The functions are documented by comments in the source code. A normal documentation would be realy nice. I also find it not that straight forward when I used it the first time, but if you have the basics it is a powerful and easy to use package.

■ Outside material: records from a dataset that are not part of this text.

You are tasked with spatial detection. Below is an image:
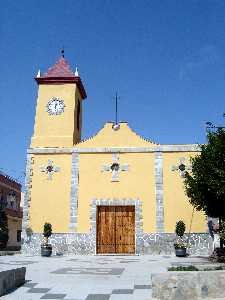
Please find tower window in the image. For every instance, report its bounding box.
[77,99,80,130]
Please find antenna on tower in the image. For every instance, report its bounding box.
[115,92,118,124]
[113,92,120,130]
[61,46,65,58]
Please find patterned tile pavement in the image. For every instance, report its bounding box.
[0,255,209,300]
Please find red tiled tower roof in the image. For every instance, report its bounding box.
[35,56,87,99]
[44,57,75,77]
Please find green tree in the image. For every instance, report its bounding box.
[185,128,225,248]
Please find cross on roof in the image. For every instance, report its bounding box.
[101,153,129,182]
[41,159,60,180]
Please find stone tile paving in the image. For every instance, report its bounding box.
[0,254,209,300]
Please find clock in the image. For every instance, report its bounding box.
[46,98,65,115]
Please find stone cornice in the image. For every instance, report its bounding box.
[27,144,201,154]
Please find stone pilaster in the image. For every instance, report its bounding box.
[155,152,164,232]
[70,153,79,232]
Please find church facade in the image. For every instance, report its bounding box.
[23,57,210,254]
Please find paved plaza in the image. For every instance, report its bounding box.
[0,255,208,300]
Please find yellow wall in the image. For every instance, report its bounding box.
[31,83,82,148]
[163,152,206,232]
[77,122,157,148]
[29,154,72,233]
[78,153,156,232]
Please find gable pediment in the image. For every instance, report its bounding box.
[76,122,158,148]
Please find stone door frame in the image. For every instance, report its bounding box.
[90,199,143,255]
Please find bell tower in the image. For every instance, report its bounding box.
[31,53,86,148]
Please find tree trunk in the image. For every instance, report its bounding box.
[219,218,223,249]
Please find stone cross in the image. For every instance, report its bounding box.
[101,153,129,182]
[171,157,192,178]
[41,159,60,180]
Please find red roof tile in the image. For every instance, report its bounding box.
[43,57,75,77]
[35,57,87,99]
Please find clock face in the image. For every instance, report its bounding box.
[46,98,65,115]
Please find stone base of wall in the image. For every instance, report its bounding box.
[152,271,225,300]
[22,233,212,255]
[139,233,212,255]
[0,267,26,296]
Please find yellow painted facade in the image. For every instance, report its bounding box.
[25,56,206,240]
[31,83,82,148]
[29,154,71,232]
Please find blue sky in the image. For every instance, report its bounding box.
[0,0,225,182]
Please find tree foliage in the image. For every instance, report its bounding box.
[185,128,225,219]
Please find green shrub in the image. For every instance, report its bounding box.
[43,222,52,238]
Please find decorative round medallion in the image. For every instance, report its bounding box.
[46,98,65,115]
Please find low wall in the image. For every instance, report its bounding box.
[152,271,225,300]
[0,267,26,296]
[22,233,212,255]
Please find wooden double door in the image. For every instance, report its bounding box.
[96,206,135,254]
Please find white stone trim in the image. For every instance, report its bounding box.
[22,154,33,233]
[27,144,201,154]
[70,153,79,232]
[155,152,164,232]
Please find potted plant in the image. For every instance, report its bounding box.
[41,223,52,256]
[174,220,187,257]
[25,227,33,244]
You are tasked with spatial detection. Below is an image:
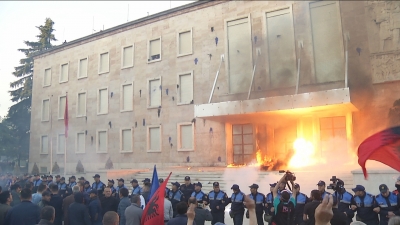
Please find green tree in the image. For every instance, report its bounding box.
[0,18,57,166]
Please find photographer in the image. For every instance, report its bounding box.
[272,172,297,225]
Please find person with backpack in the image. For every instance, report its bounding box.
[272,174,297,225]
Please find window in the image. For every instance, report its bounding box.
[43,68,51,87]
[78,58,88,79]
[226,17,253,94]
[148,77,161,108]
[58,96,67,120]
[97,88,108,115]
[75,132,86,153]
[147,126,161,152]
[96,130,108,153]
[42,99,50,121]
[121,45,134,69]
[40,135,49,154]
[177,30,193,56]
[147,37,161,62]
[177,72,193,105]
[57,134,65,154]
[99,52,110,74]
[121,128,132,152]
[266,8,297,88]
[59,63,69,83]
[178,123,194,151]
[310,1,344,83]
[121,83,133,112]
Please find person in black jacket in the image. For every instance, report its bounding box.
[68,192,92,225]
[49,184,63,225]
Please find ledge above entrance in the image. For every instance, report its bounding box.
[194,88,357,122]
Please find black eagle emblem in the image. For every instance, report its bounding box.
[144,195,160,221]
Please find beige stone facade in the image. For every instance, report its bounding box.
[29,1,400,172]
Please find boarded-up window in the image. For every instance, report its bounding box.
[310,1,344,83]
[76,133,85,153]
[149,39,161,61]
[77,93,86,116]
[99,52,109,73]
[121,129,132,152]
[57,134,65,154]
[122,46,133,68]
[178,31,192,55]
[267,9,296,88]
[43,69,51,86]
[60,63,68,83]
[149,79,161,107]
[40,136,49,154]
[228,18,253,93]
[149,127,161,151]
[97,131,107,152]
[122,84,133,111]
[97,88,108,114]
[178,73,193,104]
[58,96,67,119]
[42,99,50,121]
[180,124,193,149]
[78,58,88,78]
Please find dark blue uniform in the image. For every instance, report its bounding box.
[208,191,229,225]
[249,192,265,225]
[229,191,245,225]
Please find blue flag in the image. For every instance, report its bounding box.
[147,165,160,200]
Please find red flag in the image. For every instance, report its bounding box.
[64,96,68,138]
[358,126,400,178]
[140,173,172,225]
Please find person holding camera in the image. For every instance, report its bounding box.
[272,173,297,225]
[351,185,379,225]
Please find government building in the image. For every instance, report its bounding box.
[29,1,400,173]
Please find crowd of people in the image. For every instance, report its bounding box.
[0,174,400,225]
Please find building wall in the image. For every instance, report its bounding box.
[29,1,400,170]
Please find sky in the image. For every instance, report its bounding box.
[0,1,193,117]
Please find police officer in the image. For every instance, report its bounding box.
[191,182,208,205]
[317,180,331,199]
[333,179,354,224]
[246,184,265,225]
[131,179,142,195]
[168,182,186,218]
[351,185,379,225]
[293,183,309,225]
[208,182,229,225]
[229,184,245,225]
[180,176,194,199]
[374,184,400,225]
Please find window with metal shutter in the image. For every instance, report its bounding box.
[228,18,253,93]
[57,134,65,154]
[180,124,193,149]
[179,31,192,55]
[78,93,86,116]
[310,1,344,83]
[149,79,161,107]
[122,46,133,67]
[78,58,88,78]
[58,96,66,119]
[42,99,50,121]
[179,74,193,104]
[122,129,132,152]
[267,8,296,88]
[122,84,133,110]
[149,127,160,151]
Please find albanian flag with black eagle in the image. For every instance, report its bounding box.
[140,173,172,225]
[358,126,400,178]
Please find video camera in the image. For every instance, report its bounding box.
[279,170,296,182]
[326,176,344,193]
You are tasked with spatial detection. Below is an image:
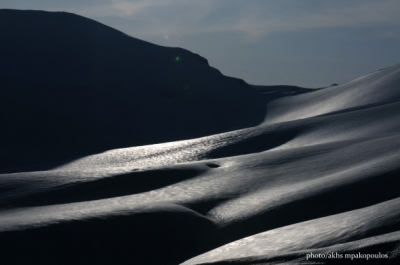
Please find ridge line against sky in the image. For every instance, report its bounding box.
[0,0,400,87]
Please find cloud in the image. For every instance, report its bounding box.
[0,0,400,40]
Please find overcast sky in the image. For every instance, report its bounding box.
[0,0,400,87]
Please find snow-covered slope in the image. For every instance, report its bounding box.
[0,10,265,168]
[0,8,400,265]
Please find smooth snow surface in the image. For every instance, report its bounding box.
[0,10,400,265]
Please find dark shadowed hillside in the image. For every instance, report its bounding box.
[0,10,265,168]
[0,10,400,265]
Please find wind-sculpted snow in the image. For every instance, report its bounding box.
[0,8,400,265]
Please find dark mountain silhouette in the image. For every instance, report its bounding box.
[0,7,400,265]
[0,10,265,168]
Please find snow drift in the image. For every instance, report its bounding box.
[0,10,400,265]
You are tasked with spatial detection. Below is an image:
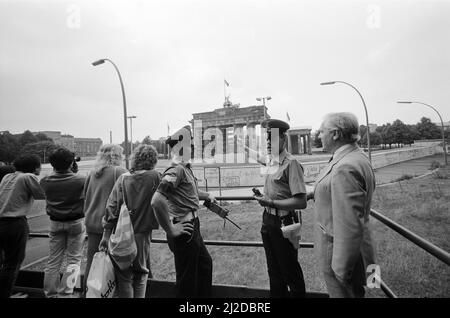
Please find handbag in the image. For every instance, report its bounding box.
[86,252,116,298]
[108,178,137,270]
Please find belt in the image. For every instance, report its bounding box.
[172,211,197,224]
[264,206,291,217]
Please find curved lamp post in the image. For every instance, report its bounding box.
[127,115,137,153]
[92,59,129,169]
[256,96,272,120]
[320,81,372,163]
[397,101,447,165]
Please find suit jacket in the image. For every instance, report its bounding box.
[314,144,375,283]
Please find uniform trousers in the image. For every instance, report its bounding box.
[261,211,306,298]
[167,218,212,298]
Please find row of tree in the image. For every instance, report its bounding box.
[0,130,57,164]
[314,117,450,148]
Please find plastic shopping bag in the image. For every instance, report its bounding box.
[108,203,137,269]
[86,252,116,298]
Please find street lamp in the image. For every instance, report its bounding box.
[256,96,272,120]
[397,101,447,165]
[92,59,129,169]
[128,116,136,152]
[320,81,372,163]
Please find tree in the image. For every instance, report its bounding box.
[376,123,394,148]
[389,119,409,145]
[0,131,20,164]
[359,131,382,147]
[416,117,442,139]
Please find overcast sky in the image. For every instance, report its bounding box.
[0,0,450,142]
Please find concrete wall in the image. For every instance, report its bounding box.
[188,146,436,188]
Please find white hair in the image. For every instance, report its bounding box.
[324,112,361,143]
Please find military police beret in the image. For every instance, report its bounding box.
[261,119,290,132]
[166,125,192,147]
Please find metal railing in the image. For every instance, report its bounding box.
[25,196,450,298]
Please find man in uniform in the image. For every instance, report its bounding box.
[255,119,306,298]
[152,126,215,298]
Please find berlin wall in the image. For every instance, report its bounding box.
[181,146,436,188]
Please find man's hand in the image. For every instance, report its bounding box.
[98,230,111,252]
[253,195,273,207]
[98,237,109,252]
[208,192,217,203]
[167,221,194,237]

I assume that the biggest problem is how to get to a clean mesh definitions. If you have only vertex coordinates (like in the stl-format) problems may occur, because it is not well defined at which points two floats are equal.

Example

import trimesh
import numpy as np

vertices = np.array([[[2.0, 1.0, 3.0],[3.0, 1.0, 2.0],[1.2, 2.5, -2.0]],
                     [[3.0, 1.0, 2.0],[1.0, 2.0, 3.0],[1.2, -2.5, -2.0]],
                     [[1.0, 2.0, 3.0],[2.0, 1.0, 3.0],[3.0, 1.0, 2.0]],
                     [[1.0, 2.0, 3.0],[2.0, 1.0, 3.0],[2.2, 2.0, 1.0]],
                     [[1.0, 2.0, 3.0],[2.2, 2.0, 1.0],[4.0, 1.0, 0.0]],
                     [[2.0, 1.0, 3.0],[2.2, 2.0, 1.0],[-4.0, 1.0, 0.0]]])

#generate_faces
# I assume here that your input format is N x NPoints x xyz
faces=np.arange(vertices.shape[0]*3).reshape(-1,3)
#reshape_vertices (nx3)
vertices=vertices.reshape(-1,3)

#Create mesh object
mesh=trimesh.Trimesh(vertices=vertices, faces=faces)

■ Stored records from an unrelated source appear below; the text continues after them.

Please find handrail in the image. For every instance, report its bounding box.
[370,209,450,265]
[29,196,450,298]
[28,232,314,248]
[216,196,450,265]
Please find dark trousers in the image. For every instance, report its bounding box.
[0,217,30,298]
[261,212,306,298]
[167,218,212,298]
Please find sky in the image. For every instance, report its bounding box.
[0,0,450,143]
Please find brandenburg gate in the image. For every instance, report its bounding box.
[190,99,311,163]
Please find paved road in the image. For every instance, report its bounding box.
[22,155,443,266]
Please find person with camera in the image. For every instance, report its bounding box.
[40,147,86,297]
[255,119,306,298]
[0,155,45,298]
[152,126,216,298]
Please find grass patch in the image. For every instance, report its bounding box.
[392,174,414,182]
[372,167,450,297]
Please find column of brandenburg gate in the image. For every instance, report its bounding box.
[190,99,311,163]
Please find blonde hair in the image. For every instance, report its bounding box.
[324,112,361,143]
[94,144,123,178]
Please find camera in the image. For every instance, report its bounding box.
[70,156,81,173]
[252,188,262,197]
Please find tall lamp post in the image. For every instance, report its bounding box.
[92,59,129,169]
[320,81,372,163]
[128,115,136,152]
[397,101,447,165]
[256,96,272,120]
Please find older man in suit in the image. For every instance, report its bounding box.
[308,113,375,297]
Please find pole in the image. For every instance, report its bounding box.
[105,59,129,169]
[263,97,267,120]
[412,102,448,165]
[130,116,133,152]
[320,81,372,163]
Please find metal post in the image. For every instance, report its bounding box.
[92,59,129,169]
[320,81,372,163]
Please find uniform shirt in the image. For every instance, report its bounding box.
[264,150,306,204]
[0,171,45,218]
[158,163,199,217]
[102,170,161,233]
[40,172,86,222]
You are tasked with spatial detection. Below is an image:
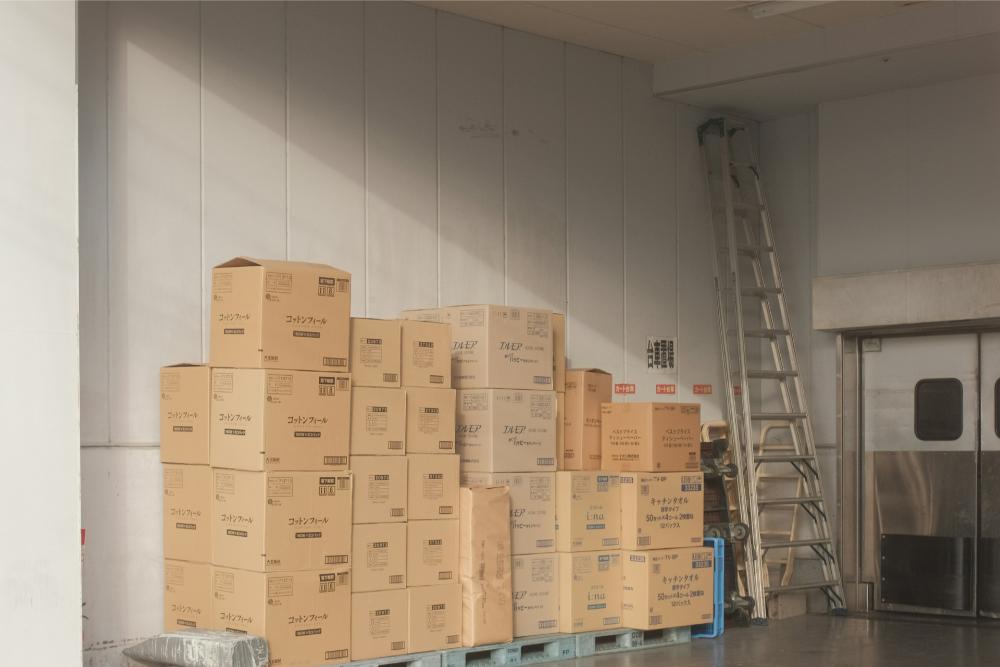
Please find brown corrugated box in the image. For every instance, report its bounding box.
[559,551,622,632]
[163,463,212,563]
[596,403,701,472]
[211,368,351,470]
[511,554,559,637]
[352,589,410,660]
[351,387,406,456]
[559,368,611,470]
[459,486,514,646]
[351,456,407,523]
[462,472,556,555]
[351,317,401,387]
[160,364,212,465]
[406,454,459,520]
[622,547,714,630]
[621,472,705,549]
[407,582,462,653]
[455,389,556,472]
[212,566,352,667]
[406,519,458,587]
[212,469,352,572]
[405,387,455,454]
[400,320,451,389]
[209,257,351,373]
[555,470,621,551]
[352,523,407,593]
[163,558,215,632]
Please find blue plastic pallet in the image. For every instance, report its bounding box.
[691,537,726,639]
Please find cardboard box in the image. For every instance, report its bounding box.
[556,470,622,551]
[458,486,514,646]
[405,387,455,454]
[406,454,459,521]
[163,558,215,632]
[462,472,556,554]
[407,582,462,653]
[163,463,212,563]
[559,368,611,470]
[212,566,351,667]
[351,387,406,456]
[351,456,407,523]
[559,551,622,632]
[351,317,401,387]
[350,589,410,660]
[211,368,351,470]
[160,364,212,465]
[622,547,714,630]
[406,519,458,588]
[596,397,701,472]
[209,257,351,373]
[455,389,556,472]
[212,468,352,572]
[552,313,566,392]
[511,554,559,637]
[401,320,451,388]
[353,523,407,593]
[403,305,554,389]
[621,472,705,549]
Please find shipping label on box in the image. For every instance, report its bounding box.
[406,518,458,586]
[622,547,715,630]
[556,471,621,551]
[601,403,701,472]
[351,387,406,456]
[209,257,351,373]
[351,317,402,388]
[455,389,556,472]
[405,387,455,454]
[560,368,611,470]
[163,464,212,563]
[406,454,459,520]
[559,551,622,632]
[407,582,462,653]
[212,566,352,666]
[160,364,212,465]
[511,553,559,637]
[462,472,556,554]
[401,320,451,388]
[211,368,351,470]
[212,469,353,572]
[353,523,407,593]
[163,558,215,632]
[351,456,407,523]
[621,472,705,549]
[350,589,410,660]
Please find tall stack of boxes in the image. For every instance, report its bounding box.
[601,403,714,630]
[160,258,352,665]
[406,305,559,645]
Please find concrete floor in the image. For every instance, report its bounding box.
[565,615,1000,667]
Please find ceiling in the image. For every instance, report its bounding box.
[420,0,927,63]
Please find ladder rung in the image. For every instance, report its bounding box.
[764,579,840,593]
[750,412,806,421]
[747,369,798,380]
[757,496,823,507]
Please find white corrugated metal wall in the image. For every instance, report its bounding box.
[80,3,732,665]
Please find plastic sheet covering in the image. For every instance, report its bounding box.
[122,630,268,667]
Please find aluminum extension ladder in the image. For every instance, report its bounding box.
[698,118,845,623]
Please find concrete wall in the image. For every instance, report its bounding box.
[0,2,81,665]
[74,2,720,665]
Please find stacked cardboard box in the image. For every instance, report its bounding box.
[601,403,714,630]
[406,305,561,645]
[160,258,352,666]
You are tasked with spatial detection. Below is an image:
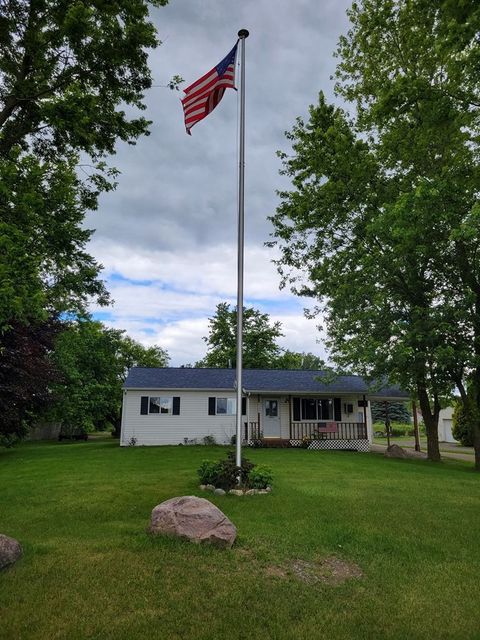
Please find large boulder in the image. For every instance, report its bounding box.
[0,533,22,571]
[150,496,237,548]
[385,444,408,458]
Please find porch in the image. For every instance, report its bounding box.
[244,421,369,451]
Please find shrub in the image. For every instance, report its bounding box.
[197,451,262,491]
[248,465,273,489]
[197,460,218,485]
[452,400,473,447]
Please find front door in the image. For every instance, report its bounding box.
[263,399,281,438]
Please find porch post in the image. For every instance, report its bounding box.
[288,395,293,440]
[364,394,368,439]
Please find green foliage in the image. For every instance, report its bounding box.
[0,317,62,446]
[196,302,283,369]
[271,0,480,465]
[248,464,273,489]
[452,400,474,447]
[197,460,218,486]
[51,318,168,431]
[273,349,326,371]
[0,0,172,330]
[371,402,412,424]
[197,451,255,491]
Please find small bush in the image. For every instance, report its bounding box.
[197,451,264,491]
[197,460,218,485]
[452,400,473,447]
[248,465,273,489]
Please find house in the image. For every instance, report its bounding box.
[120,367,408,451]
[438,407,458,443]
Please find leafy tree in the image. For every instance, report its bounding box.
[272,0,480,467]
[452,400,473,447]
[195,302,283,369]
[273,349,326,371]
[371,402,412,424]
[0,0,172,330]
[52,318,168,432]
[0,318,62,446]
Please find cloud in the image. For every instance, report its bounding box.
[86,0,350,364]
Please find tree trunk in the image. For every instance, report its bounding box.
[417,385,441,462]
[469,368,480,471]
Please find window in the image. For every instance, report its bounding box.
[265,400,278,418]
[216,398,237,416]
[208,396,247,416]
[140,396,180,416]
[293,397,342,422]
[300,398,333,420]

# Set the tolerance to define which vertices are equal (default 1e-8)
# It is easy to prove that int(5)==int(5) but is 5.000000001 equal to 5.0 or not?
# This depends on the algorithm/ programm from which you have imported the mesh....
# To find a proper value for the tolerance and to heal the mesh if necessary, will 
# likely be the most complicated part
trimesh.constants.tol.merge=tol

#merge the vertices
mesh.merge_vertices()

# At this stage you may need some sort of healing algorithm..

# eg. reconstruct the input
mesh.vertices[mesh.faces]

#get for example the faces, vertices
mesh.faces #These are indices to the vertices
mesh.vertices

# get the faces which touch each other on the edges
mesh.face_adjacency

This gives a simple 2d array which faces share a edge. I would personally use this format for further calculation. If you want to stick to your definition I would create a nx3 numpy array (each triangle should have max. 3 edge-neighbours). The missing values can be filled for example with NaNs or something meaningfull.

I can add an efficient way, if you really want to do that.